News

Banned undergraduate students allowed to return to MIT

Pending Seattle court case will decide future of executive order

The two undergraduates who had been barred from returning to MIT by President Donald J. Trump’s executive order on immigration were welcomed back to campus Feb. 3.

Niki Rahmati ’18 and Fadi Atieh ’20 were able to return after a Massachusetts court temporarily stayed the order Jan. 29, making it legal for them to fly into Logan Airport.

“We can all be glad that our affected undergraduates have overcome their immediate immigration difficulties and are back with us,” President L. Rafael Reif wrote in an email Friday. “If they or others continue to face challenges in the future, MIT will be by their side.”

“There is no way I can thank MIT enough for this,” Rahmati wrote in a Facebook post Feb. 5. “Chancellor Barnhart was in touch with me every single day, updating me with any new information and guiding me on the next steps I could take. … There were multiple attorneys and deans waiting for Fadi and me at the airport and gave us the warmest welcome ever.”

In the post, she also reflected on her home country. “I might be far from home, and I might not have the chance to travel back home for a while, but I will always have Iran in my heart.”

Aside from the two undergraduates, three other MIT affiliates — two researchers and a visiting student — had been barred by the executive order. All three had arrived back to campus by Sunday, Feb. 5. With their return, no current MIT affiliates are known to be stuck abroad, according to MIT News.

At least eight researchers from the seven countries affected by the ban — Syria, Iran, Iraq, Yemen, Libya, Sudan, Somalia — had received offers to join MIT, but will be unable to acquire visas as long as the order remains in place.

In total, there are over 100 students and researchers from the seven affected countries on campus, according to MIT News.

On Friday, a federal judge in Seattle, Wash. issued an injunction that temporarily blocked enforcement of the immigration order nationwide.

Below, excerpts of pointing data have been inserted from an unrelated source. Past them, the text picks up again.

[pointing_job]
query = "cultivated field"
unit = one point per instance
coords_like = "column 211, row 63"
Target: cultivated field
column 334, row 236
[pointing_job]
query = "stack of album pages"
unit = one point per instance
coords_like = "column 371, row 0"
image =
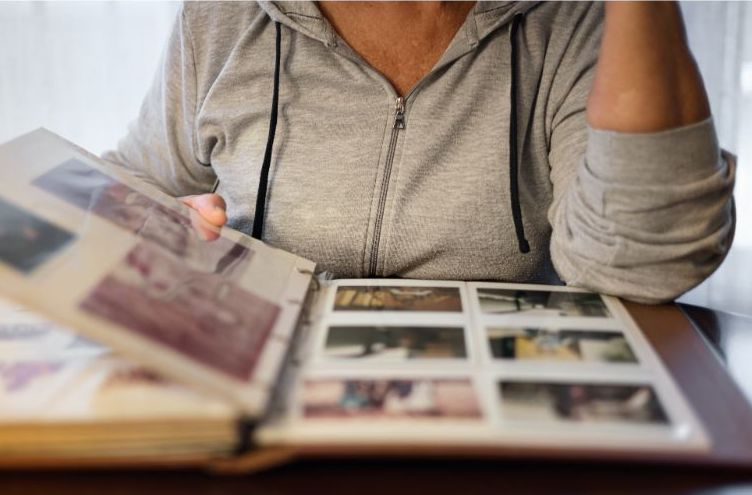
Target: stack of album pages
column 187, row 341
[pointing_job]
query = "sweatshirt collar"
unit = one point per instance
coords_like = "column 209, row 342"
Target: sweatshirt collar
column 305, row 17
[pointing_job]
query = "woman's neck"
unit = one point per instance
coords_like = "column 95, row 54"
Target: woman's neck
column 402, row 40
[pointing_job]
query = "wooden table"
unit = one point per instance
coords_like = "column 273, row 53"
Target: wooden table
column 702, row 374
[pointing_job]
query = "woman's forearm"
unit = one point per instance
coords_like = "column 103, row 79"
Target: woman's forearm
column 646, row 79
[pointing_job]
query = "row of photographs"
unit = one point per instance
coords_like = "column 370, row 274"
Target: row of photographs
column 532, row 402
column 494, row 301
column 402, row 344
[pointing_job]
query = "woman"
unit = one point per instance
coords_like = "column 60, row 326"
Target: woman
column 447, row 140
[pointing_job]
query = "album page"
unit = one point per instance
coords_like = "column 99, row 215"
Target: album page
column 64, row 396
column 404, row 362
column 123, row 264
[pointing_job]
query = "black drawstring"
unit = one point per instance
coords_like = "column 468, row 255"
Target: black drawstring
column 258, row 219
column 514, row 191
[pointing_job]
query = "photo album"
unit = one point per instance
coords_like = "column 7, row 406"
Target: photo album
column 133, row 333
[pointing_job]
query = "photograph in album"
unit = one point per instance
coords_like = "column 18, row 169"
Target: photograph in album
column 202, row 315
column 553, row 344
column 26, row 240
column 98, row 193
column 541, row 302
column 580, row 402
column 395, row 343
column 397, row 298
column 378, row 398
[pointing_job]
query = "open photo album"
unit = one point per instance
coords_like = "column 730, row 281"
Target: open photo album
column 128, row 334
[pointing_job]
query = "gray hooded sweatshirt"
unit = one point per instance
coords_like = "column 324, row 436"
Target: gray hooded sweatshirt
column 486, row 171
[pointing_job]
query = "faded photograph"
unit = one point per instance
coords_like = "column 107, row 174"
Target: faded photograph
column 202, row 315
column 541, row 302
column 580, row 402
column 26, row 240
column 102, row 195
column 390, row 399
column 395, row 298
column 551, row 344
column 395, row 343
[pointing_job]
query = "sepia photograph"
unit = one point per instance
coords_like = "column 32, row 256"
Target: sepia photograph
column 26, row 240
column 95, row 192
column 581, row 402
column 202, row 315
column 541, row 302
column 390, row 399
column 395, row 343
column 551, row 344
column 397, row 298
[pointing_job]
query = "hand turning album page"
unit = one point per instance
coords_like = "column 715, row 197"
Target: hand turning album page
column 92, row 249
column 482, row 366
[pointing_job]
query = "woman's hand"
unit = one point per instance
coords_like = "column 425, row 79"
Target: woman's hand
column 208, row 214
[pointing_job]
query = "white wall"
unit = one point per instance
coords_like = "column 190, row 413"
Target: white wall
column 80, row 69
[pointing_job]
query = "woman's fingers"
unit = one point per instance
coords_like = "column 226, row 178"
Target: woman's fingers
column 207, row 214
column 211, row 207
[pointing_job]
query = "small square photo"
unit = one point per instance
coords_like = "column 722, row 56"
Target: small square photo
column 390, row 399
column 581, row 402
column 26, row 240
column 541, row 302
column 202, row 315
column 390, row 344
column 550, row 344
column 397, row 298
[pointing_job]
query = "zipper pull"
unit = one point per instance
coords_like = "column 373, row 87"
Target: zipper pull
column 399, row 113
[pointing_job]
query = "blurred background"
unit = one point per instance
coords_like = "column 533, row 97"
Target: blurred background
column 81, row 69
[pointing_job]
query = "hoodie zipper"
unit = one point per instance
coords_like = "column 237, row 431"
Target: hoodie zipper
column 399, row 124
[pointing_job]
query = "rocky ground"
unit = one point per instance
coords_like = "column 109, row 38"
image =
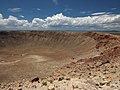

The Justice Department responded Monday, filing an appeal against the judge’s order. The 9th U.S. Circuit Court of Appeals held a hearing Tuesday, where three judges heard oral arguments presented by two lawyers representing the Justice Department and the state of Washington.

A ruling — which could reinstate Trump’s ban or uphold the Seattle judge’s order — is expected later this week.